On almost Gallai colourings in complete graphs
Alexandr Grebennikov, Letícia Mattos, Tibor Szabó
TL;DR
The paper studies almost $t$-Gallai colourings of complete graphs, where rainbow $t$-cliques are allowed only if edge-disjoint. For $t\ge 4$, it proves subquadratic growth $\tau_t(n)=o(n^2)$ with a matching $n^{2-o(1)}$ lower bound, using a random $t$-partition construction and the Clique Removal Lemma, alongside a Kovács–Nagy-type lower-bound construction. For $t=3$, it gives the first nontrivial narrowing of bounds, showing $(\tfrac12 - o(1))n\log n \le \tau_3(n) = O(n^{\sqrt{2}}\log n)$, via a two-pronged approach combining a careful 3-colouring analysis with hypercube-edge isoperimetric arguments and probabilistic methods. A lower bound for $t=3$ uses an explicit almost Gallai colouring built on a hypercube embedding, achieving about $n\log n$ rainbow triangles, while the upper bound hinges on balanced/unbalanced case analyses and a decoupling trick to control the distribution of rainbow cliques. The results yield anticoncentration bounds for clique counts in $G(n,p)$ and advance the understanding of how structural constraints on rainbow subgraphs constrain extremal counts in both deterministic and random settings.
Abstract
For $t \in \mathbb{N}$, we say that a colouring of $E(K_n)$ is $\textit{almost}$ $t$-$\textit{Gallai}$ if no two rainbow $t$-cliques share an edge.

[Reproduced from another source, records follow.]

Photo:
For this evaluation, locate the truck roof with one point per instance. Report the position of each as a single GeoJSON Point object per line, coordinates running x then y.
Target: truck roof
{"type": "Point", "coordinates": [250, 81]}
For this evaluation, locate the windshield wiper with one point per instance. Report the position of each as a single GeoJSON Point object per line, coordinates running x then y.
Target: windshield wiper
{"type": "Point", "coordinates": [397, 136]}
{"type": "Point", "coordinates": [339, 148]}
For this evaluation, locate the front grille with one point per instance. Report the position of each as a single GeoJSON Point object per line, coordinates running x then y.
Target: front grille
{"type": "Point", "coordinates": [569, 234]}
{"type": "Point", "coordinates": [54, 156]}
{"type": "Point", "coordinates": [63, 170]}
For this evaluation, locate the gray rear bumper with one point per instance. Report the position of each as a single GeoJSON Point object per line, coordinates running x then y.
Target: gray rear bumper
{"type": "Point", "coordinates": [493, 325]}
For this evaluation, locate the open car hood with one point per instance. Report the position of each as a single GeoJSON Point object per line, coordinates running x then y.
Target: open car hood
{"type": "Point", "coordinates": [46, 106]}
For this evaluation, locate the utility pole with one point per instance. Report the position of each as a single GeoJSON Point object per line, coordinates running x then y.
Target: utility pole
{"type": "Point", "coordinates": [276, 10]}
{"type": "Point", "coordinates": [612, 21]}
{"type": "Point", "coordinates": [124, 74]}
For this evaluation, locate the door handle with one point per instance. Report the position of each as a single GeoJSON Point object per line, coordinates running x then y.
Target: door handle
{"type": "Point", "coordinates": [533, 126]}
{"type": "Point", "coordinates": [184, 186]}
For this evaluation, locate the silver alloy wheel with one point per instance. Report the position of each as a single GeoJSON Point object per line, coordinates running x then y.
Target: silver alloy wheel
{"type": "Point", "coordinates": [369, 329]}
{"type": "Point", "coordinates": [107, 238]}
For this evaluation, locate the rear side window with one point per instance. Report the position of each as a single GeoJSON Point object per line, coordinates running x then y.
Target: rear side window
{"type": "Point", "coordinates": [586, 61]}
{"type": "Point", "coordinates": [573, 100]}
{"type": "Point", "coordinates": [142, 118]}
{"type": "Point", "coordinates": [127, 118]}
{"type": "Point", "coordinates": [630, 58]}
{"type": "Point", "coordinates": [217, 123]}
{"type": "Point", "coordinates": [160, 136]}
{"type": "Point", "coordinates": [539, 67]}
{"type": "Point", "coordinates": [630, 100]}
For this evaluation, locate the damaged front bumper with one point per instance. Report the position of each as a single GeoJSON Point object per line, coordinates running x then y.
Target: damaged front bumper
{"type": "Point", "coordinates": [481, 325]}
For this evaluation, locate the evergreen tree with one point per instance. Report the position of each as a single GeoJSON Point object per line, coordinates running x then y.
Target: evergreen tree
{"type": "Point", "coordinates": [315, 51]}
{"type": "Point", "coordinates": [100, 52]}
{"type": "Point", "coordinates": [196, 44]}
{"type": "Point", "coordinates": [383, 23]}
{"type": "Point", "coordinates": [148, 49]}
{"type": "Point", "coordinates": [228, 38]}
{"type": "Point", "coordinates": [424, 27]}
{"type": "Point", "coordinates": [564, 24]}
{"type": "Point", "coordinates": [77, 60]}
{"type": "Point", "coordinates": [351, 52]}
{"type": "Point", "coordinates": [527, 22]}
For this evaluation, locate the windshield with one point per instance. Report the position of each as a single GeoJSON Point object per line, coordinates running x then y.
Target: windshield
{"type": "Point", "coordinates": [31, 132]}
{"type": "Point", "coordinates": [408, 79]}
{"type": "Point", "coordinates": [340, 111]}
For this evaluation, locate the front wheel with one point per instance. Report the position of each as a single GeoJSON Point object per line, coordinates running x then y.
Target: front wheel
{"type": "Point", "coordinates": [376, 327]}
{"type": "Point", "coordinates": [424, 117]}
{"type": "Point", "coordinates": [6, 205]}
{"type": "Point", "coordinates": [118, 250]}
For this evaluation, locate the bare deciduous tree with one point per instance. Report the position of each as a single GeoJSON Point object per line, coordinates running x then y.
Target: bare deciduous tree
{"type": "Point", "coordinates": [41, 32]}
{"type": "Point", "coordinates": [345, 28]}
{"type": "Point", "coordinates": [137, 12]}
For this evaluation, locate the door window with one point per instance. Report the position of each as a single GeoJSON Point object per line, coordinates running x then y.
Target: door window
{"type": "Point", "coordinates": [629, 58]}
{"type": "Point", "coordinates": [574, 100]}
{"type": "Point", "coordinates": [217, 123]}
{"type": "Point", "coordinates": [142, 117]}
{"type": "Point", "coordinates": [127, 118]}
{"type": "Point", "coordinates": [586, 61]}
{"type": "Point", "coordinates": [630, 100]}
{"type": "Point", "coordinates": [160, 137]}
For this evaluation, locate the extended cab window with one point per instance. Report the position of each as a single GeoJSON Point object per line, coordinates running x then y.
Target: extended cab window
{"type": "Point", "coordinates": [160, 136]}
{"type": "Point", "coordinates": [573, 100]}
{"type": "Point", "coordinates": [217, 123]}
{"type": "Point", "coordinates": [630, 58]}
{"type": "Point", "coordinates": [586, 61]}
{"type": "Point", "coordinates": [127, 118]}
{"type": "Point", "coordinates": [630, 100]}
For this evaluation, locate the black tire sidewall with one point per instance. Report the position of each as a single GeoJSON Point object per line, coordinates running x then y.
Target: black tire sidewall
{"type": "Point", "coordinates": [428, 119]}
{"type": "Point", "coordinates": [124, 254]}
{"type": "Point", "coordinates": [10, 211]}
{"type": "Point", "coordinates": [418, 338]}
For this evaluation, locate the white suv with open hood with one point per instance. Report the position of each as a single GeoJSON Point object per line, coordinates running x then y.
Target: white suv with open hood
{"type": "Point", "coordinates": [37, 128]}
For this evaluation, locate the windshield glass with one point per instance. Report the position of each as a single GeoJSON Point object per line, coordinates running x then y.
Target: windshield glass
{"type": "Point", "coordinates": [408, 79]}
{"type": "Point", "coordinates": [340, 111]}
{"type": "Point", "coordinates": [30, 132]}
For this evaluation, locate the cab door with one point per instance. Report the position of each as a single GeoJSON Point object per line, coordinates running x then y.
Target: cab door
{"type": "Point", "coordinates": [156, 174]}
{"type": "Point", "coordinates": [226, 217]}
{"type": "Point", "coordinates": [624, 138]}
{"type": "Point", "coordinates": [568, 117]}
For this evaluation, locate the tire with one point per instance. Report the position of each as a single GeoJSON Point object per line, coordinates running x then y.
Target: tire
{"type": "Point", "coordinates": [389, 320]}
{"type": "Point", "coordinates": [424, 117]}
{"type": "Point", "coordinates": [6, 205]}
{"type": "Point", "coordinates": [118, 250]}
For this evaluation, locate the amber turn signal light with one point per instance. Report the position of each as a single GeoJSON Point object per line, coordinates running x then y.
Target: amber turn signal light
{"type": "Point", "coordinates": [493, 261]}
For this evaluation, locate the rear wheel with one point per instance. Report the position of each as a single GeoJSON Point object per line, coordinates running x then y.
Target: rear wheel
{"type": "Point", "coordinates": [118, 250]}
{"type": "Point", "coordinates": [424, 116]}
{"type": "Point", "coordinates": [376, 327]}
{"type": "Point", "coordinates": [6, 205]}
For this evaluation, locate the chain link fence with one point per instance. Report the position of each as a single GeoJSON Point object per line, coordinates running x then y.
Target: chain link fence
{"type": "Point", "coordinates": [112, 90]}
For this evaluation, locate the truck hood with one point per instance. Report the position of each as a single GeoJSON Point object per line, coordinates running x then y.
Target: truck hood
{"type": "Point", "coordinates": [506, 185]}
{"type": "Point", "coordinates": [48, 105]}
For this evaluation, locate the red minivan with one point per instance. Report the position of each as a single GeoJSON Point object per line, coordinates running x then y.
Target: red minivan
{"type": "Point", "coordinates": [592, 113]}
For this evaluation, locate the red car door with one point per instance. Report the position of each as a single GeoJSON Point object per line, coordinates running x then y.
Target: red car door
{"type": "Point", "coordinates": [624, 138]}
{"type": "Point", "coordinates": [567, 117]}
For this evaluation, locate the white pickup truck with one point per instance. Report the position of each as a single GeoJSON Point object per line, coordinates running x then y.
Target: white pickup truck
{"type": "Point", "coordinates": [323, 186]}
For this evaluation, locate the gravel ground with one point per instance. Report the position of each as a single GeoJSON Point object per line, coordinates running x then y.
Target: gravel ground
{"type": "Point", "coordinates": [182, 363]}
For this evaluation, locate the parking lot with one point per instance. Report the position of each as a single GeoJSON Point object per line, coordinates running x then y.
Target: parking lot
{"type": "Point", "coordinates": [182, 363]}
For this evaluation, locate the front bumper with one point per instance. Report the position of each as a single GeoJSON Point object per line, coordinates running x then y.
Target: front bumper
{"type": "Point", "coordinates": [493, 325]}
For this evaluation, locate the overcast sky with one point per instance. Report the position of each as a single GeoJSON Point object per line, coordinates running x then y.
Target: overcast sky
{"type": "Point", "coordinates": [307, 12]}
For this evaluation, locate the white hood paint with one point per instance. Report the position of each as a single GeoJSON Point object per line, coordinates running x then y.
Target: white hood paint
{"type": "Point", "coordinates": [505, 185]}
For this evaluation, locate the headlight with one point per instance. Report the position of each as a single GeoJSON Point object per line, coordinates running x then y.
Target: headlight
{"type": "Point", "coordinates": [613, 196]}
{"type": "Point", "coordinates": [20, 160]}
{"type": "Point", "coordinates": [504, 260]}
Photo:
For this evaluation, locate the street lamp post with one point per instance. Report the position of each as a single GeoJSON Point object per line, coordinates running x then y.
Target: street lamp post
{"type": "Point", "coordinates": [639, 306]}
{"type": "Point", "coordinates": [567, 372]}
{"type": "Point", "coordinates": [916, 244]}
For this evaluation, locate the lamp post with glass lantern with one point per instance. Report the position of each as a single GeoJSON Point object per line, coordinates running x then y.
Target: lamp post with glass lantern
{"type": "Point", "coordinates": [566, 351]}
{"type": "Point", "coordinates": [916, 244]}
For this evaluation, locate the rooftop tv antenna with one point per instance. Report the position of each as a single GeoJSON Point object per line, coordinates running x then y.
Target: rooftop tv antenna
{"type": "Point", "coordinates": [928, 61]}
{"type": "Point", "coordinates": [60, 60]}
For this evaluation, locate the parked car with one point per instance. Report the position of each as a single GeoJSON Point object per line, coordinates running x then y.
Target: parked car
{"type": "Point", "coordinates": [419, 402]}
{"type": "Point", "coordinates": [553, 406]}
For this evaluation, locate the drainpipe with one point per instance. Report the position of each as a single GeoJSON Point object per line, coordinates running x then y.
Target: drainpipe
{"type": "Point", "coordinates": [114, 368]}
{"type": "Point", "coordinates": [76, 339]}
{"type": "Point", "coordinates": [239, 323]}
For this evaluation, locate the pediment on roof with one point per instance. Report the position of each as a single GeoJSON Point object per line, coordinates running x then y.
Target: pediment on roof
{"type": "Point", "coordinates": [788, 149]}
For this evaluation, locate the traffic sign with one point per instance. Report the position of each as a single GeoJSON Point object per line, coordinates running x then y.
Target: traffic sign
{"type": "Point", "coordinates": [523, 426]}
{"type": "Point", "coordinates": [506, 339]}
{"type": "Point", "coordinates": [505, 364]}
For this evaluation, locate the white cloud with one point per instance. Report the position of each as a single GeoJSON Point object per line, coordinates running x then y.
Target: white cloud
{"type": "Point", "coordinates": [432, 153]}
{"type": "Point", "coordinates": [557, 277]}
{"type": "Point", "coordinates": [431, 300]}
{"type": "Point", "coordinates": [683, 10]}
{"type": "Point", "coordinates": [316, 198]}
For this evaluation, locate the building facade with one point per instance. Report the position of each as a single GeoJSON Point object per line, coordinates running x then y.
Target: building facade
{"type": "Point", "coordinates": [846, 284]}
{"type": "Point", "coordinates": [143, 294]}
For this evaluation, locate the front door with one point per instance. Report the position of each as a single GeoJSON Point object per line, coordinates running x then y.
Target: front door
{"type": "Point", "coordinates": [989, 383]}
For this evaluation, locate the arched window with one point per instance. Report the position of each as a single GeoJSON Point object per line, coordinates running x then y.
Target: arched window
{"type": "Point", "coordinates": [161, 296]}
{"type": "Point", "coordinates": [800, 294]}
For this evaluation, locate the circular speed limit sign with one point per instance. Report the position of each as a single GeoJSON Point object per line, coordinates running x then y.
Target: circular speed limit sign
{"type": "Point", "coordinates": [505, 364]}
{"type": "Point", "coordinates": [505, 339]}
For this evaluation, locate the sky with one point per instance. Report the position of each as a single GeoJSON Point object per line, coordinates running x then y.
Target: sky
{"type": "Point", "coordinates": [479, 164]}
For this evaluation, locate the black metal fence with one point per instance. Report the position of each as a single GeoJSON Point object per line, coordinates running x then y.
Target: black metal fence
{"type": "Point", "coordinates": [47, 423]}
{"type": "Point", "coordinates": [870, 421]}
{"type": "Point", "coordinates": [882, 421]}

Motivated by a lemma of Berkowitz on bounding the modulus of the characteristic function of clique counts in random graphs, we study the maximum number $τ_t(n)$ of rainbow $t$-cliques in an almost $t$-Gallai colouring of $E(K_n)$. For every $t \ge 4$, we show that $n^{2-o(1)} \leq τ_t(n) = o(n^2)$. For $t=3$, surprisingly, the behaviour is substantially different. Our main result establishes that $$\left ( \frac{1}{2}-o(1) \right ) n\log n \le τ_3(n) = O\big (n^{\sqrt{2}}\log n \big ),$$ which gives the first non-trivial improvements over the simple lower and upper bounds. Our proof combines various applications of the probabilistic method and a generalisation of the edge-isoperimetric inequality for the hypercube.